Teoti Anderson, CPDT-KA on June 26, 2012
"My dog keeps taking things off the kitchen counter. What can I do to stop him?"
Your first instinct may be to ask, "What’s on the counter?" Of course if the answer is "A ham sandwich," you may think that’s the main issue. It’s true, management is often an excellent solution to this problem. Teach the family not to leave food on the counter unattended so the dog doesn’t get rewarded for surfing. Also make the floor more appealing with food-stuffed toys, and the behavior will often extinguish.
It pays to look deeper, however — a lesson I learned after coming home from the day job, ready to divide the cookies I’d baked the night before into individual bags for my graduating dog training class that night. The previously sealed bag was on the floor of the kitchen, torn, with nary a cookie crumb in sight. Except the few that clung to my Labrador Retriever’s whiskers. My dog had counter surfed. At age 9. For the first time.

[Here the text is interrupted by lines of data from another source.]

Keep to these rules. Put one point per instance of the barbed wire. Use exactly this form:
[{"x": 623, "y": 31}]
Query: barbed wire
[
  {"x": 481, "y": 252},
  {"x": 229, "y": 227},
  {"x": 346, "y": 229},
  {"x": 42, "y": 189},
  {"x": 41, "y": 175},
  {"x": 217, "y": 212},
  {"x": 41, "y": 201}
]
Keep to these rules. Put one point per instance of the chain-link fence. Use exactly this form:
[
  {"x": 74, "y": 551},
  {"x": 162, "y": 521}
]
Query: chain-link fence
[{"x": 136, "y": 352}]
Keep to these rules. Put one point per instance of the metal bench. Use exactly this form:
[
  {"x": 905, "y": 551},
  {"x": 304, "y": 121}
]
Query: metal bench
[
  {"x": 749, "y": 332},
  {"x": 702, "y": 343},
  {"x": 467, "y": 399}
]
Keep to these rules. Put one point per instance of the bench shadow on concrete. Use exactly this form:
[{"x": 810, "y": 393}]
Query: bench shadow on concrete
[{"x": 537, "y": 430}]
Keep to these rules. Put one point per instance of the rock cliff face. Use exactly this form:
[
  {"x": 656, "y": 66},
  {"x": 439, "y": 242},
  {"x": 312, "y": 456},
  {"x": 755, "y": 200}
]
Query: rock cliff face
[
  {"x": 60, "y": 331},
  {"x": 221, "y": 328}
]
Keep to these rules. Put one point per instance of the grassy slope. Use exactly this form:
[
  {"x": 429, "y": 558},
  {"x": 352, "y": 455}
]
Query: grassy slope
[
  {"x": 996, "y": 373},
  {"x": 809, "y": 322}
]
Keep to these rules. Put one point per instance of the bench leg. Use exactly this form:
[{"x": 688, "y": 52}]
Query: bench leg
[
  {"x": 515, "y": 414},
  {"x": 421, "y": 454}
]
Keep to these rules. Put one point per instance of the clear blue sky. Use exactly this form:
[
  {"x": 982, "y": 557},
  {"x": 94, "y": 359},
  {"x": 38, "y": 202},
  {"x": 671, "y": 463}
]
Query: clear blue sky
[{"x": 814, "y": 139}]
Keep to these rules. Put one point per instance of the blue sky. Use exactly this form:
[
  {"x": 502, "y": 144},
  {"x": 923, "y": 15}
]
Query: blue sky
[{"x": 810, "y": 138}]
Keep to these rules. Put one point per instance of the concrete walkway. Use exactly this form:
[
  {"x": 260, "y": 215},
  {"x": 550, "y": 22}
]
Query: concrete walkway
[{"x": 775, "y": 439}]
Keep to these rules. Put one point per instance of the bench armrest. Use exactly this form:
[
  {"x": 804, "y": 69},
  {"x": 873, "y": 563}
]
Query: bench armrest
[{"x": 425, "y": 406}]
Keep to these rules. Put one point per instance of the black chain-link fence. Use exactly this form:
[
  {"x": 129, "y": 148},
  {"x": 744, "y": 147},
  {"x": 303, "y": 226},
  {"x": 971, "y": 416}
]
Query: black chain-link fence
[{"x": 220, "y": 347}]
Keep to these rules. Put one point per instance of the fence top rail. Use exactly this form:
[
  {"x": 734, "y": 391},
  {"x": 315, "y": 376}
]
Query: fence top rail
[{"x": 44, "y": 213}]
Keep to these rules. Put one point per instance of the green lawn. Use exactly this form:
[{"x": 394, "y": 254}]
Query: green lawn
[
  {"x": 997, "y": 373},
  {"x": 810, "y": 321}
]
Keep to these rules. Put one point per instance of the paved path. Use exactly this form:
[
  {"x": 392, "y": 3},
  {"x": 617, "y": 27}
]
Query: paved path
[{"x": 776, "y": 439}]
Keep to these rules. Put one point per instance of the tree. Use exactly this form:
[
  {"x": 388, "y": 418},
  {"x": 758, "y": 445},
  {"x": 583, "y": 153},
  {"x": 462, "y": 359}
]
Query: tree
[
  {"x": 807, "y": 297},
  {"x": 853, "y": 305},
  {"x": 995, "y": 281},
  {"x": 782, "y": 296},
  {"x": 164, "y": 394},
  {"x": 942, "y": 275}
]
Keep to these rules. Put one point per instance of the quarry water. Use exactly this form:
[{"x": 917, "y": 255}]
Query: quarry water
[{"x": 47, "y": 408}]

Easy to blame the cookies. They were peanut butter. Cody loved peanut butter. The bag was tightly sealed, but he knew what was in there. I’d left peanut butter cookies on the counter before, though. So why that day? In thinking about it, peanut butter cookies were not the reason my dog suddenly discovered the pleasures of counter surfing in his senior years. It was the prednisone.
Cody had just been to the veterinarian’s for a skin problem, and he was on prednisone, a steroid, for the first time. One of the side effects of prednisone is hunger. Now, “hungry Labrador” seems redundant, but this drug really had Cody ravenous. The poor boy was starving due to the medication, and there were the peanut butter cookies calling his name.